“Leadership is about influence and inspiration.” – Everyone who knows anything
Who has the most influence on the mood in your workplace?
If you’re part of the leadership – formal or informal – you do. Especially if your mood reveals your anxieties and worries about the business or your lack of compassion for those struggling to meet your expectations.
In one of my favorite strips ever (http://www.gocomics.com/calvinandhobbes/1989/03/22), Calvin sums it up nicely: “Nothing helps a bad mood like spreading it around a little bit.”
Around the mid-point of my Air Force career, a mentor remarked to me one day, “You’re just not prone to happiness, are you?” After he had my 8-year-old daughter explain what a Marsh-wiggle was, we talked about the effect it was having on my airmen. I got his point, and I’d like to think I’m remembered differently by those who served with me in my later years.
Like leading by example, you don’t have a choice about impacting the office climate with the mood you’re emoting. You may not be aware that you’re doing it, but that’s a matter of your emotional intelligence, not reality on the ground.
No, I’m not trying to resurrect the old myth about leaders having to be charismatic – there’s plenty to evidence to debunk that; but from the C-suites to the referent leader far down in the organization, others are taking their positive and negative emotional cues from you. This is anything but new information, and yet we could all benefit from the occasional friendly reminder.
A huge part of a leader’s job is inspiring others to follow in pursuit of a vision. You make it really hard for them to be inspired if they don’t think you’re inspired yourself. Reflect for a second on a couple of the best leaders you’ve known – were they positive and encouraging in a way that made you want to do more and better, or did their interactions feel perfunctory and their tone and manner show worn places in the veneer covering their anxiety.
Okay, here’s a test: we all come to work at less than our best once in a while. On the rare occasion you do – regardless of whether you’re bothered by something work-related or something that happened outside the office – do people ask you what’s wrong? If not, you should be worried. It means they’re either used to you being in a bad mood, or you’re not as approachable as you should be.

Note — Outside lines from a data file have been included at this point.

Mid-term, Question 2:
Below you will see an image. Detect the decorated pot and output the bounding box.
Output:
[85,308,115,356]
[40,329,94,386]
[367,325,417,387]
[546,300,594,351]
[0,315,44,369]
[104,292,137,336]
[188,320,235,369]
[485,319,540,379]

If that strikes too close to home, stop it. Get your fire back… people need to believe that you like being their leader.
I can’t guarantee your motivation and authentic positive outlook will fill your workplace with unicorns, butterflies, and rainbows. But it won’t hurt. On the other hand, there can be no doubt that your dour mood directly affects your employees’ morale and engagement.
Your folks deserve your best. Are you giving it to them?